Kuba Wojewódzki sam wymyśla, kogo zaprosić do swojego programu, ale konsultuje to z producentem. Bohaterów dobiera spośród osób, które zaintrygują widzów wwieku 16–49 lat, bo do nich kierowany jest program. – We wrześniu wystąpił marszałek Marek Borowski, ponieważ uważaliśmy, że będzie fajnym gościem programu – mówi kierownik produkcji Tomasz Dąbrowski. – Kiedy researcher dowiedział się, że marszałek ma syna, poszedł tym tropem. Wyszukał, co łączy ojca i syna. Stąd
w programie Kuba rozmawiał z Borowskim o Internecie, o muzyce, no i o sobie, bo syn Borowskiego przygotował ojcu wydruk z Internetu, w którym Wojewódzkiego nazwano „zajebistym”.
Sześcioosobowy zespół, w którym jest trzech researcherów, pracuje nad programem codziennie. Zanim zaproszą wskazanego gościa, badają jego życiorys, wszystko, co na jego temat pojawiło się w mediach. Gdy zaproszony gość nie ma czasu spotkać się przed programem z dokumentalistą, otrzymuje do wypełnienia ankietę, w której sprawdza się jego poczucie humoru, by prowadzący miał wskazówkę, w jakim tonie prowadzić rozmowę. Końcowy scenariusz tworzy zespół: każdy dorzuca swoje pytania.

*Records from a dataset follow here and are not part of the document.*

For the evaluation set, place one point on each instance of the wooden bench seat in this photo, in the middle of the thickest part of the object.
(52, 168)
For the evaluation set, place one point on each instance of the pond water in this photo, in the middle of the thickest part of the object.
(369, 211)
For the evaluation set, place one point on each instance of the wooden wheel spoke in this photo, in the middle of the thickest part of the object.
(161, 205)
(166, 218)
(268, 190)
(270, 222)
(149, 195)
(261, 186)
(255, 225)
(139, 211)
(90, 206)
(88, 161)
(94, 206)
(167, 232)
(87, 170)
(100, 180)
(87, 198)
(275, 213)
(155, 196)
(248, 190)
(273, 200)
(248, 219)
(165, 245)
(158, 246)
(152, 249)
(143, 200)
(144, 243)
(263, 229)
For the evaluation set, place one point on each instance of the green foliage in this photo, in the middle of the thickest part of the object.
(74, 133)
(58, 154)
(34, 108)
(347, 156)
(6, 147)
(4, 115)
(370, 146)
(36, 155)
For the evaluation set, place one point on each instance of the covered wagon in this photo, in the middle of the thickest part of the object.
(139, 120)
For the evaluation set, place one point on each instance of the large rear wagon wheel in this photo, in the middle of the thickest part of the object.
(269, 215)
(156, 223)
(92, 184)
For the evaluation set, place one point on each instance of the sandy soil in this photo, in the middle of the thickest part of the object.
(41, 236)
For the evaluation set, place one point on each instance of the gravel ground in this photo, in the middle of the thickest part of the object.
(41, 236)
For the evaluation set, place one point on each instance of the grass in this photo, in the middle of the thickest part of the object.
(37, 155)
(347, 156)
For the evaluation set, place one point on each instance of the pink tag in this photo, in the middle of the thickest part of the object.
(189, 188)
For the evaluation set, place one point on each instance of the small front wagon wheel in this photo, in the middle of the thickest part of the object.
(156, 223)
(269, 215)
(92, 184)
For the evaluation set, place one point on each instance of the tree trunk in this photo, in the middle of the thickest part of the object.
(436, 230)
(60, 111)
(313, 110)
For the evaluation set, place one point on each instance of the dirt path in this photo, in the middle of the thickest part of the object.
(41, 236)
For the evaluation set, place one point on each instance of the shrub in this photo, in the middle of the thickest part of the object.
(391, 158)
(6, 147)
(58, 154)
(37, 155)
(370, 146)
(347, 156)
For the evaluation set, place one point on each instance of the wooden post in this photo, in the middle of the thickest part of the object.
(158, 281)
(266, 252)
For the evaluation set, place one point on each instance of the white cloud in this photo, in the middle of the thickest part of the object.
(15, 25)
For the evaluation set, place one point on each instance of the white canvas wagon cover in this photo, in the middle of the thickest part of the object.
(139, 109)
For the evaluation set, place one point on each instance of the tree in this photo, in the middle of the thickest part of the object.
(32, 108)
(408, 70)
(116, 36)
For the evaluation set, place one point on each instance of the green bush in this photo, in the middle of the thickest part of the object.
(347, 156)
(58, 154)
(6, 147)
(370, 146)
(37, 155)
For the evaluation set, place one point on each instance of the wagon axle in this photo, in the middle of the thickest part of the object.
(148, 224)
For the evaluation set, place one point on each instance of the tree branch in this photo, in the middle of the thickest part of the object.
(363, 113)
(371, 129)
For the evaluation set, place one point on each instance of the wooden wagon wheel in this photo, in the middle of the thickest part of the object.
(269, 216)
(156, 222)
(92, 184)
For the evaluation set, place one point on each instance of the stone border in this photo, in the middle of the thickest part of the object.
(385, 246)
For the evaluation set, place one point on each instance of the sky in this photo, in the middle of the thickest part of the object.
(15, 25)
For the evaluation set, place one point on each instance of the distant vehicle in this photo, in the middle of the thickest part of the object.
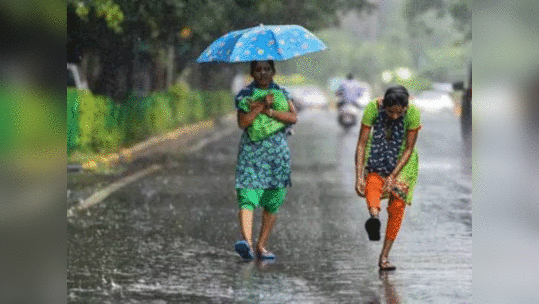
(433, 101)
(74, 77)
(348, 116)
(334, 83)
(308, 96)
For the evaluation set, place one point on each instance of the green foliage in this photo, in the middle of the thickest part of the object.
(107, 9)
(180, 103)
(104, 126)
(72, 119)
(415, 84)
(159, 117)
(196, 106)
(96, 133)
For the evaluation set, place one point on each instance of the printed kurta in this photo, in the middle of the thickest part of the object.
(263, 164)
(407, 178)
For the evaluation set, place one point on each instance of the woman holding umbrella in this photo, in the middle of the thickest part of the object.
(264, 112)
(263, 168)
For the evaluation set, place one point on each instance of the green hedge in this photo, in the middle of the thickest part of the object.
(72, 118)
(99, 125)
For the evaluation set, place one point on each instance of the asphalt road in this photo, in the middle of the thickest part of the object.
(168, 237)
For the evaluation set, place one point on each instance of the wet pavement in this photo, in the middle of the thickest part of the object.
(168, 238)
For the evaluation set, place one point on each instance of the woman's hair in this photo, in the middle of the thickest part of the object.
(397, 95)
(271, 63)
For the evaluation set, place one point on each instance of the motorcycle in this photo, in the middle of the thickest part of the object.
(348, 115)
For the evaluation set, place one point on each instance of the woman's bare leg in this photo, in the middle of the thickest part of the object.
(268, 221)
(246, 224)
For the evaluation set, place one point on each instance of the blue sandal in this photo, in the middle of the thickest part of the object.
(243, 249)
(266, 255)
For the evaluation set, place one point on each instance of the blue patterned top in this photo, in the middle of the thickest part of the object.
(263, 164)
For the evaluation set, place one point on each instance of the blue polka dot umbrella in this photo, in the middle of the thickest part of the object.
(263, 42)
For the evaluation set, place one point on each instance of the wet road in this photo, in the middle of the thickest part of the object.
(168, 238)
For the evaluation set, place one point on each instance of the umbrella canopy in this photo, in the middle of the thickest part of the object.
(263, 42)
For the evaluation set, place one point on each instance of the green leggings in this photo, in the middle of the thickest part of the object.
(270, 199)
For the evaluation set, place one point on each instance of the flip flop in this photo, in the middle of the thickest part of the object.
(373, 228)
(266, 255)
(386, 266)
(243, 249)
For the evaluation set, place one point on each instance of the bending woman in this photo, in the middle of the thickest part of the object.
(387, 162)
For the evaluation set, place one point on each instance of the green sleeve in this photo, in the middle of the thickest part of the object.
(370, 113)
(413, 118)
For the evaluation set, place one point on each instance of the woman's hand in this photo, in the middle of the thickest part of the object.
(360, 185)
(269, 99)
(257, 107)
(389, 183)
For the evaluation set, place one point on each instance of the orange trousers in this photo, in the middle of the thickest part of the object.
(395, 208)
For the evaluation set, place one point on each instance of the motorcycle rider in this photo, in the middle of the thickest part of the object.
(349, 92)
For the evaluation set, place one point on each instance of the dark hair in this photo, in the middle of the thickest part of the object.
(397, 95)
(253, 65)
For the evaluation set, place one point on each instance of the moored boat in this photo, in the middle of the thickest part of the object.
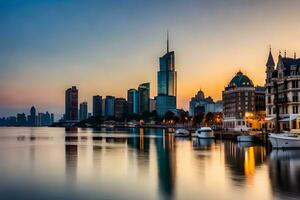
(245, 138)
(181, 133)
(284, 140)
(205, 133)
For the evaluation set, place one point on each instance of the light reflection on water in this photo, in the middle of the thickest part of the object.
(57, 163)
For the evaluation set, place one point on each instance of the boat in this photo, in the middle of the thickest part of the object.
(245, 138)
(181, 133)
(284, 140)
(205, 133)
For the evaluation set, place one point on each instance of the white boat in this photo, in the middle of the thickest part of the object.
(284, 140)
(205, 133)
(245, 138)
(181, 133)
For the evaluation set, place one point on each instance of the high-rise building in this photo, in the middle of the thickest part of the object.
(32, 117)
(97, 106)
(44, 119)
(52, 118)
(83, 111)
(21, 119)
(144, 97)
(283, 87)
(120, 108)
(167, 76)
(165, 103)
(109, 106)
(152, 105)
(71, 104)
(166, 83)
(133, 101)
(201, 104)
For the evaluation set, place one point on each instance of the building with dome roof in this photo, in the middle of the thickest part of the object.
(242, 103)
(201, 104)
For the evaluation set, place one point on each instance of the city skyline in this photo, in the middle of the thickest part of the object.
(43, 51)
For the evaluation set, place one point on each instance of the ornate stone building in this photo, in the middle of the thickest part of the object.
(243, 104)
(282, 86)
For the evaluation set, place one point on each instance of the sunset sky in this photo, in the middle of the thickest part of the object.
(107, 47)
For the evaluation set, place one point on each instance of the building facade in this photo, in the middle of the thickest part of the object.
(144, 97)
(201, 104)
(109, 106)
(165, 103)
(282, 93)
(120, 108)
(71, 104)
(166, 83)
(32, 117)
(133, 101)
(97, 106)
(239, 104)
(83, 111)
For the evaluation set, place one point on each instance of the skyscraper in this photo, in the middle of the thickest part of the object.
(133, 101)
(166, 83)
(144, 97)
(71, 104)
(167, 76)
(83, 110)
(97, 106)
(109, 106)
(32, 117)
(120, 108)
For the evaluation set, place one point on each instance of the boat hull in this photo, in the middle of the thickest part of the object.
(205, 135)
(182, 133)
(280, 141)
(245, 138)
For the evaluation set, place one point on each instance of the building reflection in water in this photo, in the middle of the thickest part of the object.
(243, 159)
(71, 155)
(166, 160)
(165, 154)
(284, 171)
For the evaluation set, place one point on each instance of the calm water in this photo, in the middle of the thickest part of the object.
(54, 163)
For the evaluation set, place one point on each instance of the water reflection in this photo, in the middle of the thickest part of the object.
(285, 171)
(243, 160)
(144, 164)
(202, 144)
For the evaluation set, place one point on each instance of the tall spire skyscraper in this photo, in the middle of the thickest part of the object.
(166, 82)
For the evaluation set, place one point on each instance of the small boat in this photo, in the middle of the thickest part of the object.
(181, 133)
(205, 133)
(245, 138)
(284, 140)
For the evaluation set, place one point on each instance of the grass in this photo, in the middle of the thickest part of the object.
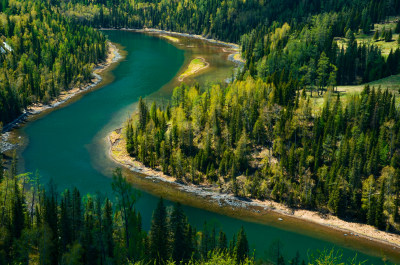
(170, 38)
(195, 66)
(392, 83)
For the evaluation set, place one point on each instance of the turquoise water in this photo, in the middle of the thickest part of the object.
(67, 145)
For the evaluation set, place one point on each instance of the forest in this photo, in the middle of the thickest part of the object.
(261, 136)
(263, 140)
(39, 225)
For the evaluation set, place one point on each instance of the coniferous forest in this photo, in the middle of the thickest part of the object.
(281, 130)
(48, 53)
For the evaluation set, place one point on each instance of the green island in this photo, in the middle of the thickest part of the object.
(195, 66)
(307, 127)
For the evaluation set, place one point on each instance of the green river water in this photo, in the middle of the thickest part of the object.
(68, 145)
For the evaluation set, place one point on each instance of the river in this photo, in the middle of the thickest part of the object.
(68, 145)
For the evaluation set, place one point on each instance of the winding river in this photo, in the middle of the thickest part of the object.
(69, 146)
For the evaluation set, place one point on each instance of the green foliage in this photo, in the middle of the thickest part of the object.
(48, 54)
(311, 160)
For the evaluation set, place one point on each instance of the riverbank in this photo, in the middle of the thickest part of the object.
(36, 108)
(234, 49)
(118, 153)
(195, 66)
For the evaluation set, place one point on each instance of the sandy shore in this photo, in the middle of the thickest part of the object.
(233, 48)
(118, 153)
(195, 70)
(36, 108)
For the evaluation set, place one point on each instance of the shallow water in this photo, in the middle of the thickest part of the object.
(68, 145)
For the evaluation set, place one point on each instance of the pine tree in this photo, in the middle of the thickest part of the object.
(159, 234)
(376, 35)
(389, 36)
(379, 216)
(108, 229)
(177, 228)
(126, 199)
(18, 217)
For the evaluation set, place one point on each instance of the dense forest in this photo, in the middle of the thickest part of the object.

Z kolei Jacek Żakowski postawił na redaktora wydania. – Romek Kurkiewicz ma zapał, twórczą osobowość i właściwe kompetencje. No i co dwie głowy, to nie jedna – mówi Żakowski. Cytaty do programu wyszukują razem, choć i im pomagają researcherzy. Jedną piątą sukcesu programu Żakowski uzależnia od dobrego kierownika produkcji (Sławomir Chojecki).
Gdy Żakowski w ostatniej chwili zmienia pomysł, Chojecki musi odwoływać ludzi zaproszonych do programu, przepraszać ich, przywieźć innych. W roli researchera prowadzący „Summę zdarzeń” widzi dziennikarza, który potrafi przy realizacji tematu twórczo wykorzystać wyszukane przez siebie materiały. – Researcher nie może czuć się upokorzonym Hemingwayem, który odwala brudną robotę i ma poczucie krzywdy. Musi traktować to, co robi, jako swój zawód – podsumowuje Żakowski.